Key policy recommendations:

  • Build human capital. Policy makers should seek to eradicate illiteracy by allocating more human and financial resources to adult literacy programs and encouraging poor families to educate their children.

  • Reduce inequality. Promoting more progressive taxation and better-targeted public spending—along with reinforcing redistribution policies—would reduce inequality.

  • Improve the business environment. Leaders should provide incentives for informal entrepreneurs to join Morocco’s formal economy and encourage them to comply with social and fiscal obligations to employees.

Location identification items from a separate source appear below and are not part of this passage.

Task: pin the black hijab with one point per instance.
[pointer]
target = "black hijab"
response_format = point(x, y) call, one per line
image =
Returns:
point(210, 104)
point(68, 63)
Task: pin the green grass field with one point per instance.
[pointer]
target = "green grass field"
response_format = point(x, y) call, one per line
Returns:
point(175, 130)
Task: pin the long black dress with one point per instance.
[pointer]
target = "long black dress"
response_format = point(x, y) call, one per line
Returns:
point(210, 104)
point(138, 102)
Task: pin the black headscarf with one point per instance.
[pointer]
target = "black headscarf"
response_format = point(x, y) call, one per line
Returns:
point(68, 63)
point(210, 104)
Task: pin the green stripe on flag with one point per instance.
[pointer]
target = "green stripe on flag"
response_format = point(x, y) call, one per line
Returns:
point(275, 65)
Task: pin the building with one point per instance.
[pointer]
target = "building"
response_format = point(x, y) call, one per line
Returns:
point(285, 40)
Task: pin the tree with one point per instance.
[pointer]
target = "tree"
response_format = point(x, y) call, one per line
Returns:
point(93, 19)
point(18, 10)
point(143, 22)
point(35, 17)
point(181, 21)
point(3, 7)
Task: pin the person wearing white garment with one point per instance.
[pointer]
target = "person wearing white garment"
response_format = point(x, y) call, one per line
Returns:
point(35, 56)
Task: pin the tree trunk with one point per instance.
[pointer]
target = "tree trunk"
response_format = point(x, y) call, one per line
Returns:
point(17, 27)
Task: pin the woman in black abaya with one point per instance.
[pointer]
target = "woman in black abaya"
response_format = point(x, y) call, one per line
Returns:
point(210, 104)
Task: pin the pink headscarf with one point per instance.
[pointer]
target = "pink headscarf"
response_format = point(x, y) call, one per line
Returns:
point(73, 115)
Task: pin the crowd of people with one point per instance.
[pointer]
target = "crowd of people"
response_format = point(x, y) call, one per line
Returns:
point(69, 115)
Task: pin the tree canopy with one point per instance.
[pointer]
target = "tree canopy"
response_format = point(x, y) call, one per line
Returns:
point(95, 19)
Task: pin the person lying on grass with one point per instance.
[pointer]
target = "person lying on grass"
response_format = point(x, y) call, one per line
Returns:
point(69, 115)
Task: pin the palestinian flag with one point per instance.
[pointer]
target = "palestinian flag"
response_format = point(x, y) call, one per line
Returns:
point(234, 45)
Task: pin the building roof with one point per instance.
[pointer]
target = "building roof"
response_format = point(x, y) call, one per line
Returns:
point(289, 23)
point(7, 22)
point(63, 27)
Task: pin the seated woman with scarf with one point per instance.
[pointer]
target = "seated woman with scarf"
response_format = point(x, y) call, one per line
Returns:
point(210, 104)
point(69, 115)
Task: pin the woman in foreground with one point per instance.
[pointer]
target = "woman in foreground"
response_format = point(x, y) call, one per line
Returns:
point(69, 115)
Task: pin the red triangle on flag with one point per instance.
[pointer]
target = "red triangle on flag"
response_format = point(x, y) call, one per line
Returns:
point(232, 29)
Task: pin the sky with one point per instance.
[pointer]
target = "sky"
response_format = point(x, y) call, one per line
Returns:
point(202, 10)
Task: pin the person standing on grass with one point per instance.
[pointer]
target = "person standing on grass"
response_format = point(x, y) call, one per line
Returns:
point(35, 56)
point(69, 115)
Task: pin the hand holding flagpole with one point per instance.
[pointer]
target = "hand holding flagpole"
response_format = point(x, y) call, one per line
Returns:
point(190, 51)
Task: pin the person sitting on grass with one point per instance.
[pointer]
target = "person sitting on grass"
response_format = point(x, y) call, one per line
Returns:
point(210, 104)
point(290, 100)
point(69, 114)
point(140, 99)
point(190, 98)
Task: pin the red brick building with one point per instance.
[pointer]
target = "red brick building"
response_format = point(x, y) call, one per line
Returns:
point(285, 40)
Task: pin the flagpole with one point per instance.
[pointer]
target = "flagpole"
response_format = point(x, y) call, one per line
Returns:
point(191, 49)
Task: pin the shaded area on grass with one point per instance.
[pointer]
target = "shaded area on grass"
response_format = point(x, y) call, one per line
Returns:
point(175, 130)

  • Strengthen political and fiscal decentralization. Increasing the participation of non-state actors—including local elected councils and civil society organizations—would help to improve local development policies.

“Despite significant progress in poverty reduction, Morocco faces the persistent problems of high illiteracy, inequality, volatile economic growth, informal and vulnerable jobs, and the uncertain levels of future remittances,” Achy writes. “Policy makers must review the country’s approach for alleviating poverty and take greater advantage of existing strengths to reach a broader spectrum of the population."